# CS301 Midterm Project — EDA & Visualization (YouTube Data)

**Student:** Elvis B. Otieno  
**Course:** CS301 (Data Science)  
**Project:** Exploratory Data Analysis & Visualization  
**Dataset:** `olaolatunde/data-for-youtube` (Kaggle)

> In this notebook I walk through my process: how I picked the dataset, how I cleaned it,
> what I decided to keep/drop, what I visualized, and what I learned. I kept the tone practical
> and focused on telling a clear data story.


In [None]:
pip install kagglehub pandas matplotlib numpy


Defaulting to user installation because normal site-packages is not writeable
Looking in links: /usr/share/pip-wheels


In [None]:

# 0) Setup
import os
import warnings
warnings.filterwarnings("ignore")

import numpy as np
import pandas as pd
import matplotlib.pyplot as plt

# I prefer readable numbers
pd.set_option("display.float_format", lambda x: f"{x:,.3f}")



## 1) Dataset Description (what it is and what I want to learn)

**Source.** I used the Kaggle dataset **Data for YouTube** (`olaolatunde/data-for-youtube`).
It contains video-level metrics like titles, views, likes, and comments. This is perfect for
a lightweight EDA because the columns are understandable and the questions are intuitive.

**My questions.**
1. Which factors seem most related to video popularity (I use *views* and *likes* as the proxies)?  
2. Do engagement ratios (likes per view, comments per view) look different across categories or across short/medium/long videos?

**Why this matters.** If I were a creator, I’d want to know which knobs are associated with more engagement,
and whether certain categories do better per view than others.

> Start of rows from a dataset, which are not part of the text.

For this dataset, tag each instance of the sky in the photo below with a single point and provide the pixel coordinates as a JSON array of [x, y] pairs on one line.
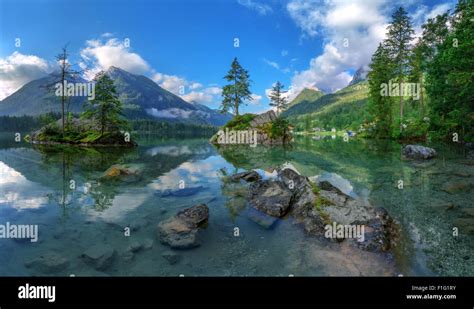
[[187, 46]]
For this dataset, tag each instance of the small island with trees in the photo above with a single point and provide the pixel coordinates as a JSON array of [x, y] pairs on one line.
[[100, 124]]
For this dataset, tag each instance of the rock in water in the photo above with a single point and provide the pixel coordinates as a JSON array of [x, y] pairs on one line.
[[248, 176], [100, 257], [456, 187], [271, 197], [47, 263], [182, 192], [418, 152], [260, 218], [125, 172], [181, 231], [195, 215]]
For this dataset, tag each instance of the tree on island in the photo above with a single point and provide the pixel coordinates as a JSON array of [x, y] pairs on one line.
[[277, 100], [400, 33], [380, 107], [237, 91], [106, 109], [65, 73]]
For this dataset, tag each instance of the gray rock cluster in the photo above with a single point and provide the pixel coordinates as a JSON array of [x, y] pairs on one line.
[[181, 231], [295, 195], [418, 152]]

## 2) Getting the Data (Kaggle + fallback)

I first try to download via `kagglehub`. If that doesn’t work on your machine, you can
manually download the CSV from Kaggle and set `manual_csv_path` below.


In [None]:

# 2.1) Try kagglehub, then search for CSVs in the cache
csv_candidates = []
dataset_path = None

try:
    import kagglehub
    dataset_path = kagglehub.dataset_download("olaolatunde/data-for-youtube")
    print("Kaggle dataset cached at:", dataset_path)
    for root, _, files in os.walk(dataset_path):
        for f in files:
            if f.lower().endswith(".csv"):
                csv_candidates.append(os.path.join(root, f))
except Exception as e:
    print("Kaggle download not available here:", e)

csv_candidates


In [None]:

# 2.2) Fallback: set this to your local CSV path if Kaggle download is unavailable
manual_csv_path = "youtube_data.csv"  # update if you saved a local copy

def choose_csv(cands):
    if not cands:
        return None
    yt_like = [p for p in cands if "youtube" in os.path.basename(p).lower()]
    pool = yt_like if yt_like else cands
    # pick the largest file as a simple heuristic
    return max(pool, key=lambda p: os.path.getsize(p))

csv_path = choose_csv(csv_candidates)

if (csv_path is None) and os.path.exists(manual_csv_path):
    csv_path = manual_csv_path

print("Using CSV:", csv_path)
if csv_path is None:
    raise FileNotFoundError("No CSV found yet. Set manual_csv_path to a valid local file.")



## 3) First look at the raw data

Here I load the CSV, check shape and types, and preview a few rows. This helps me decide
what columns matter and where the messy parts are (missingness, text vs numeric, etc.).


In [None]:

import os, csv
from itertools import islice

print("Reading:", csv_path, "| size:", os.path.getsize(csv_path), "bytes")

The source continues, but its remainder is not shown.